L’hiver de 1872 est l’un des plus rigoureux de mémoire de Montréalais. Toutes les familles pauvres ont épuisé leurs réserves de bois de chauffage. Certaines meurent de froid, et plus d’une fois des policiers ou des voisins font de macabres découvertes. Coup d’éclat pour vendre son « train du nord », le curé Labelle apparaît à Montréal; capot de chat, casque de fourrure, ficelé dans une longue ceinture fléchée, il est la figure de proue du plus long convoi d’hiver jamais vu (avec un gallon de caribou dans chacun des traîneaux dit-on) descendant du Nord pour distribuer ce bois précieux dans les faubourgs.
Le journaliste Laurent Olivier David, le père de notre Athanase David, (eh oui ! ce père qui fut journaliste avant de devenir député et sénateur et dont notre village porte aussi fièrement le nom) écrira à ce sujet dans « L’Opinion publique », dans la livraison du 25 janvier 1872 :
« Jeudi dernier (le 18 janvier 1872), un spectacle nouveau s’offrait au regard des habitants de Montréal. Quatre-vingts voitures chargées de bois sillonnaient nos rues. Un grand nombre de ces voitures étaient doubles : c’est-à-dire traînées par deux chevaux. Un drapeau anglais flottait sur celle de devant. Les citadins se groupaient pour voir défiler cette procession aux coins des rues. On se demandait ce que cela signifiait. On le sut bientôt! C’était les gens de Saint-Jérôme qui s’en venaient, leur curé en tête faire un présent de soixante cordes de bois aux citoyens pauvres de Montréal. Voilà l’un de ses coups de théâtre pour le bien comme seul le curé de Saint-Jérôme peut en imaginer.

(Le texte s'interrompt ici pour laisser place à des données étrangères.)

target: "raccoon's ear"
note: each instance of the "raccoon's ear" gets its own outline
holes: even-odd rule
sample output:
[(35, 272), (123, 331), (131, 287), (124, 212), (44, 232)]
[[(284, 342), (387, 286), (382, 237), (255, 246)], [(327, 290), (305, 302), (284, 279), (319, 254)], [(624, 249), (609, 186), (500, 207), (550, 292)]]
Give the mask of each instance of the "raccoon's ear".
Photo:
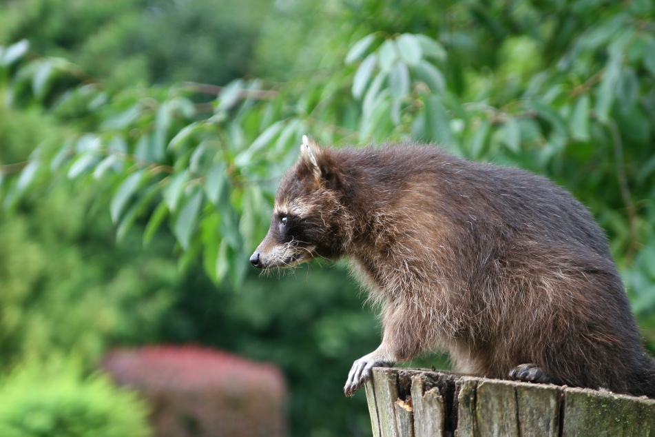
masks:
[(321, 148), (306, 135), (302, 136), (302, 144), (300, 145), (300, 159), (317, 178), (321, 177), (321, 167), (318, 165), (320, 159)]

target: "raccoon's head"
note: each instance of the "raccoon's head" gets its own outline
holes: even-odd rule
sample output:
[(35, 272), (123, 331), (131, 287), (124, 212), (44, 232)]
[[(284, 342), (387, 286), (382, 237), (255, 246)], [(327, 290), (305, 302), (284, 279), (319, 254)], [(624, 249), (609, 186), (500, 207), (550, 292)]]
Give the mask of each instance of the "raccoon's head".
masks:
[(302, 137), (300, 159), (278, 187), (271, 227), (250, 257), (258, 269), (294, 267), (343, 254), (350, 233), (344, 177), (329, 150)]

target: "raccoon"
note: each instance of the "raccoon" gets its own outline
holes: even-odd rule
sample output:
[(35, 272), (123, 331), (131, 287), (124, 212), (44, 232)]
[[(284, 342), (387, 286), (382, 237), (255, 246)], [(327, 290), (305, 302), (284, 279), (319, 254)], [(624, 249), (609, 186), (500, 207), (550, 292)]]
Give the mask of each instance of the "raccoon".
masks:
[(304, 136), (250, 262), (342, 257), (383, 327), (346, 396), (373, 367), (434, 347), (461, 373), (655, 396), (655, 361), (603, 232), (543, 177), (436, 146), (336, 149)]

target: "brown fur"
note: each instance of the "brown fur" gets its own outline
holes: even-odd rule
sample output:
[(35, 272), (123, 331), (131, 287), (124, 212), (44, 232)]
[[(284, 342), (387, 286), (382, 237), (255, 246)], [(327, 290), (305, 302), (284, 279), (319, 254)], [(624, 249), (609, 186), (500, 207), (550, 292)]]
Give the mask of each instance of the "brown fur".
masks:
[(603, 232), (542, 177), (435, 147), (321, 149), (305, 139), (251, 261), (342, 256), (384, 327), (347, 394), (373, 366), (437, 345), (459, 372), (506, 378), (533, 363), (536, 373), (511, 376), (655, 396), (655, 365)]

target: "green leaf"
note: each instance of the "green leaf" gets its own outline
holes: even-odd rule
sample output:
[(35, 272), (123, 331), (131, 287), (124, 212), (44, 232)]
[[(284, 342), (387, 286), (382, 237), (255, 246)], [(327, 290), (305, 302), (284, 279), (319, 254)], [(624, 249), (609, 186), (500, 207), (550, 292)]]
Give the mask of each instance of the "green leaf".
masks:
[(486, 119), (480, 121), (480, 124), (473, 135), (473, 139), (471, 141), (470, 153), (472, 158), (479, 159), (482, 156), (490, 128), (491, 123)]
[(377, 57), (375, 53), (371, 53), (362, 62), (357, 72), (355, 73), (355, 78), (353, 79), (353, 96), (359, 99), (364, 93), (366, 89), (366, 83), (368, 83), (368, 79), (371, 74), (375, 68), (377, 62)]
[(388, 72), (398, 60), (398, 48), (393, 39), (387, 39), (382, 43), (377, 53), (380, 57), (380, 68), (382, 71)]
[(157, 194), (158, 191), (158, 185), (150, 185), (148, 189), (145, 190), (145, 193), (143, 194), (137, 201), (134, 202), (127, 212), (123, 214), (123, 218), (121, 219), (121, 223), (116, 230), (116, 239), (119, 242), (123, 241), (127, 231), (129, 230), (132, 225), (134, 224), (140, 212), (149, 206), (150, 202)]
[(446, 80), (444, 74), (437, 67), (427, 61), (422, 61), (412, 68), (417, 79), (426, 83), (434, 92), (444, 92), (446, 90)]
[(503, 142), (507, 147), (514, 152), (521, 152), (521, 128), (519, 123), (514, 117), (509, 117), (503, 126)]
[(643, 65), (655, 76), (655, 38), (649, 38), (644, 45)]
[(29, 49), (30, 43), (27, 39), (21, 39), (17, 43), (5, 48), (2, 58), (0, 58), (0, 65), (8, 67), (25, 56)]
[(389, 88), (391, 97), (396, 101), (409, 94), (409, 70), (406, 64), (398, 63), (393, 67), (389, 73)]
[(218, 162), (211, 166), (205, 178), (205, 194), (209, 201), (216, 205), (220, 199), (221, 189), (225, 183), (225, 164)]
[(362, 102), (362, 112), (364, 117), (371, 115), (375, 109), (378, 93), (382, 86), (382, 83), (386, 79), (386, 72), (381, 71), (378, 72), (375, 75), (375, 78), (373, 79), (373, 81), (371, 82), (371, 86), (366, 90), (366, 94), (364, 96), (364, 101)]
[(145, 229), (143, 231), (144, 246), (147, 246), (150, 244), (150, 242), (152, 241), (152, 238), (155, 236), (157, 230), (161, 226), (162, 223), (163, 223), (164, 219), (167, 216), (168, 207), (166, 206), (166, 203), (161, 202), (157, 205), (157, 207), (155, 208), (152, 215), (150, 216), (150, 218), (148, 220), (147, 224), (145, 225)]
[(218, 214), (214, 212), (205, 216), (200, 221), (200, 227), (202, 241), (202, 267), (214, 284), (218, 284), (216, 263), (218, 258), (218, 248), (220, 247)]
[(220, 242), (220, 246), (218, 247), (218, 254), (216, 256), (216, 267), (215, 269), (216, 280), (219, 282), (225, 278), (229, 270), (230, 257), (229, 255), (229, 245), (227, 240), (222, 240)]
[(173, 233), (185, 250), (188, 250), (191, 244), (191, 236), (198, 221), (198, 213), (202, 203), (202, 192), (198, 190), (180, 208), (180, 213), (175, 218)]
[(580, 96), (573, 106), (569, 125), (571, 136), (580, 141), (589, 140), (589, 94)]
[(48, 85), (52, 72), (52, 64), (47, 59), (39, 63), (32, 77), (32, 90), (34, 96), (41, 100), (48, 92)]
[(169, 177), (168, 185), (164, 190), (164, 200), (171, 212), (175, 212), (186, 183), (189, 181), (189, 171), (185, 170), (180, 173), (176, 173)]
[(624, 114), (630, 112), (636, 104), (638, 93), (639, 81), (636, 73), (629, 67), (624, 68), (616, 83), (616, 97)]
[(447, 54), (444, 46), (438, 41), (425, 35), (415, 35), (421, 45), (421, 52), (424, 57), (434, 58), (437, 61), (446, 61)]
[(216, 112), (227, 111), (236, 105), (241, 98), (241, 92), (243, 91), (245, 83), (243, 79), (239, 79), (227, 84), (227, 86), (224, 88), (218, 95), (218, 99), (220, 103)]
[(277, 136), (284, 127), (284, 122), (282, 120), (275, 121), (267, 128), (259, 136), (255, 139), (247, 149), (240, 153), (234, 159), (234, 162), (240, 167), (247, 167), (253, 164), (253, 158), (259, 153)]
[(93, 167), (97, 161), (98, 155), (94, 152), (90, 151), (80, 154), (68, 169), (68, 179), (74, 179)]
[(605, 74), (601, 81), (596, 98), (596, 116), (601, 123), (605, 123), (610, 118), (610, 110), (614, 103), (616, 82), (621, 74), (623, 57), (620, 51), (610, 57), (605, 67)]
[(32, 159), (25, 165), (23, 171), (21, 172), (21, 175), (19, 176), (18, 181), (16, 182), (16, 190), (18, 192), (22, 192), (25, 188), (30, 186), (30, 184), (34, 181), (34, 176), (36, 176), (37, 172), (40, 167), (41, 161), (38, 159)]
[(96, 170), (93, 171), (94, 179), (99, 179), (105, 176), (105, 173), (107, 172), (107, 170), (112, 168), (118, 161), (118, 156), (113, 154), (103, 159), (96, 165)]
[(353, 47), (351, 48), (348, 54), (346, 55), (346, 64), (353, 63), (362, 57), (374, 41), (375, 41), (375, 34), (372, 33), (353, 44)]
[(118, 130), (129, 127), (141, 113), (141, 103), (105, 119), (101, 125), (103, 130)]
[(121, 214), (127, 204), (127, 201), (136, 192), (138, 185), (143, 177), (143, 170), (134, 172), (127, 178), (116, 190), (112, 202), (110, 204), (110, 214), (114, 223), (118, 222)]
[(425, 131), (429, 140), (444, 145), (452, 145), (455, 143), (450, 132), (450, 122), (448, 114), (437, 96), (429, 96), (426, 100), (425, 117)]
[(189, 137), (196, 133), (202, 127), (202, 123), (201, 122), (194, 121), (191, 124), (183, 128), (168, 143), (168, 150), (173, 151), (178, 150), (180, 146), (183, 145)]
[(421, 41), (410, 33), (404, 33), (396, 39), (398, 50), (403, 59), (410, 65), (415, 65), (421, 61), (423, 57), (423, 50), (421, 48)]
[[(163, 102), (157, 108), (155, 116), (155, 132), (152, 143), (152, 160), (160, 161), (166, 153), (166, 139), (173, 121), (173, 111), (169, 102)], [(167, 145), (170, 145), (169, 143)]]

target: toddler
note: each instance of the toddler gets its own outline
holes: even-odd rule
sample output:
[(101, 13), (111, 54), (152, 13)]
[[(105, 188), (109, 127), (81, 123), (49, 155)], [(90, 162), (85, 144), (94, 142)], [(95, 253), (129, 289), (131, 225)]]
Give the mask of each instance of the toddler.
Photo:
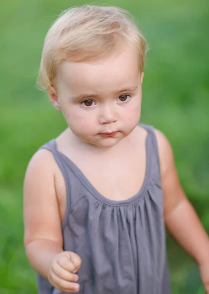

Tout en faisant un acte de charité, M. Labelle a voulu montrer comment les paroisses du Nord pourraient être utiles à notre ville si on leur donnait le chemin de fer qu’elles demandent avec tant d’ardeur. Cet acte généreux des habitants de Saint-Jérôme prouve qu’ils méritent qu’on les soutienne dans leur entreprise et qu’on aurait tort de leur refuser les moyens de travailler à la prospérité du pays. Les autorités de la ville ont fait à M. Labelle et à ses paroissiens l’accueil qui convenait. »
La même corvée de traineaux fut reprise en 1876, l’année de l’ouverture du train du Nord.